Big Data, Smaller Wage Gap?


Women and tech: Computing pioneer Jean Bartik (left) at ENIAC's console with co-worker Frances Bilas.

Women and tech: Computing pioneer Jean Bartik (left) at ENIAC’s console with co-worker Frances Bilas, circa 1945. U.S. Army/Army Research Laboratory's Technical Library



I have a niece. Several, actually, but I’m thinking about one in particular. I helped deliver her at the hospital, and over the past 18 years I’ve watched her grow into a woman I admire.


My niece is smart and conscientious. She knows politics and wants to fight the world’s injustices. She reads. She sings. She loves movies. She plays volleyball. But what defines her most is her determination: She works for what she wants, and she lets nothing get in her way.


Now of course my niece is special to me, but we all know young women who are just as driven and idealistic. And that’s why I am so alarmed about the continuing gender wage gap, which tells us that somewhere along the way, bright, promising women will have an employer decide their potential and contributions are somehow worth less than those of their male counterparts.


Paychecks Today


Women hold just 5 percent of the CEO offices in Fortune 1000 companies, the nonprofit Catalyst reported in October. The salary story is equally bleak: Women earn 82 cents for every dollar a man makes, according to the U.S. Bureau of Labor Statistics. Mothers with careers fared even worse, pulling 75 cents on the dollar.


Those figures alone are discouraging, but what’s truly depressing is that they’ve been about the same for decades. The gender wage gap everybody keeps talking about is closing at a glacial pace. My niece — and yours — won’t see wage parity until 2058 in the United States, according to the Institute for Women’s Policy Research. Globally, the gap won’t close until 2095, according to the World Economic Forum. An entire generation of women, maybe two, will make less at work for no reason other than their gender.


Solutions at Our Fingertips


We need ideas to accelerate the pace of change, and I think data analytics is the answer.


The retail industry already has this down: A coat I clicked on once — once! — has popped up on every website I’ve visited ever since. I walked into the hardware store and received a text from a competitor soon after.
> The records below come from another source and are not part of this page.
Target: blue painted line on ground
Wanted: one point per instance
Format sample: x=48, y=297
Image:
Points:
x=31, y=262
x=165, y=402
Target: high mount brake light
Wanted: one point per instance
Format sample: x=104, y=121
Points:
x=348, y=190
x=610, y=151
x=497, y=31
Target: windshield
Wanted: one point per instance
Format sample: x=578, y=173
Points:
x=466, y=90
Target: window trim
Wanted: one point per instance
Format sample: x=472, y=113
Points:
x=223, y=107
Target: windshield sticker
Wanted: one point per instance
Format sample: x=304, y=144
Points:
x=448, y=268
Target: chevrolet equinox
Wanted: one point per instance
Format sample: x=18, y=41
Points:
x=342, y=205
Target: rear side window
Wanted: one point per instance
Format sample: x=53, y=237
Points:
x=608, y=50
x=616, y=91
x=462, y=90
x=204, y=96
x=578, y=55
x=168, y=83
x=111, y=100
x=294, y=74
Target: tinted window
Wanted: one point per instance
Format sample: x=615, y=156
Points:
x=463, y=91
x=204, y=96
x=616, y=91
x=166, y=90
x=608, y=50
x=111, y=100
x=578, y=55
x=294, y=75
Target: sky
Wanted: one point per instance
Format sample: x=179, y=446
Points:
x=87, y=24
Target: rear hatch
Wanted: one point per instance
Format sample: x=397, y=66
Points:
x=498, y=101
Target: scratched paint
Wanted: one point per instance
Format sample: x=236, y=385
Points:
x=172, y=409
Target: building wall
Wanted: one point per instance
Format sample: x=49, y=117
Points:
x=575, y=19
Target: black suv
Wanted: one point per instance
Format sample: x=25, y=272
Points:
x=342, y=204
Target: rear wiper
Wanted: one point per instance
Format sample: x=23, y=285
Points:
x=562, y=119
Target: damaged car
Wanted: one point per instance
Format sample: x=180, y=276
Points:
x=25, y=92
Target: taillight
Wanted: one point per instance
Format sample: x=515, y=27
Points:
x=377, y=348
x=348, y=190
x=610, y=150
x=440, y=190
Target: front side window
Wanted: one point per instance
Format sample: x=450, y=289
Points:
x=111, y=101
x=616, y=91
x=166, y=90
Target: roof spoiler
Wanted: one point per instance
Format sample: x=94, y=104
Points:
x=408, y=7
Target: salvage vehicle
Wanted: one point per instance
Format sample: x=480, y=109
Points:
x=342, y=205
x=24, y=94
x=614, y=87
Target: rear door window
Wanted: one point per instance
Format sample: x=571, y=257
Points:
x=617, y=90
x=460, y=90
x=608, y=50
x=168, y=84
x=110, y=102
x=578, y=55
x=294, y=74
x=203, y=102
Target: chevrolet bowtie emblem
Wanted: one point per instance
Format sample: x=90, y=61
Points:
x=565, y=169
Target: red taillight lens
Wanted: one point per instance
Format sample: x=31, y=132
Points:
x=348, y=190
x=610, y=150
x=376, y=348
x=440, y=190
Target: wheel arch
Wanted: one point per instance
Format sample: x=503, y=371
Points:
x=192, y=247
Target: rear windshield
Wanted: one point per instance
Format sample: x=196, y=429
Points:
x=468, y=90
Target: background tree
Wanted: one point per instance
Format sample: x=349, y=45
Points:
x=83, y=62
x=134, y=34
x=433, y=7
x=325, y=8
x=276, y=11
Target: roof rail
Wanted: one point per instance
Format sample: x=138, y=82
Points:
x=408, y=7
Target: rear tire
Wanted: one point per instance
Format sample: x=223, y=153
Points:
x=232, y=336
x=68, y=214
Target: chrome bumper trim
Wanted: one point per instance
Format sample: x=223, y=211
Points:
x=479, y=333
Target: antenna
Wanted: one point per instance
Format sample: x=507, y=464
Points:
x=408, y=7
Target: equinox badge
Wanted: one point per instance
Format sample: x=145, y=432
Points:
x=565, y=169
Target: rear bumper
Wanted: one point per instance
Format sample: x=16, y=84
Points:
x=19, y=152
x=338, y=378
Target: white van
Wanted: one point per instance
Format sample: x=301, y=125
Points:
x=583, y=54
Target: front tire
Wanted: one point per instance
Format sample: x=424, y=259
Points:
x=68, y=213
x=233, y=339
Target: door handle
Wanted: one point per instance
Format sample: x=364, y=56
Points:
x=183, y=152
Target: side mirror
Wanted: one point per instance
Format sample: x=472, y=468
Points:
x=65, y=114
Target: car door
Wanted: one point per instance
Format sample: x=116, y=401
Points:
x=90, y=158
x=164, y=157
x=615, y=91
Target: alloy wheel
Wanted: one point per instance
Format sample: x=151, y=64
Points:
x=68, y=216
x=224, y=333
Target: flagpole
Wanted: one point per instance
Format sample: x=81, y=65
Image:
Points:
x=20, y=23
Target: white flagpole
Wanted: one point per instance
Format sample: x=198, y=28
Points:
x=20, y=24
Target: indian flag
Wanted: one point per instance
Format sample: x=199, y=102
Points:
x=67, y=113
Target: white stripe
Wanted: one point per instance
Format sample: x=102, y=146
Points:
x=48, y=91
I bought a single low-calorie frozen entrée at the grocery store, and — voila! — the next day I got a promo for a weight-loss program.


Analytics and microtargeting aren’t just for retailers and politicians — they can help us grow the ranks of executive women and close the gender wage gap. Employers analyze who clicked on internal job postings, and we can pursue qualified women who looked but never applied. We can go beyond analyzing the salary and rank histories of women who have left our companies. We can use big data analytics to tell us what exit interviews don’t.


Facebook posts, Twitter feeds and LinkedIn groups provide a trove of valuable intel from ex-employees. What they write is blunt, candid and useful. All the data is there for the taking — we just have to collect it and figure out what it means. We can delve deep into whether we’re promoting the best people, whether we’re doing enough to keep our ranks diverse, whether potential female leaders are being left behind and, importantly, why.


Fast-Forward to a Better Future


Which brings me back to my niece. Ultimately, I hope she alone controls what she does, where she works and how well she’s paid. I hope when she faces discrimination or disadvantage, she works to change it.


If she feels stuck in her job, I’ll advise her to look for promotions or other opportunities. If she’s not being paid what she’s worth, I want her to advocate for a raise. Better still, I want her to build a strong support team of women — and men. I want her to find diverse leaders from outside her comfortable network who will tell her how they got where they are and maybe help her along her own path.


And what I want for my niece tomorrow, I also want for you… today. Change has come slowly in the past few decades, but the pace of technology and the power of data analytics can propel us forward. The answers are right in front of us. We just need to open our eyes.


Pam Wickham is vice president of Corporate Affairs and Communications for Raytheon Company.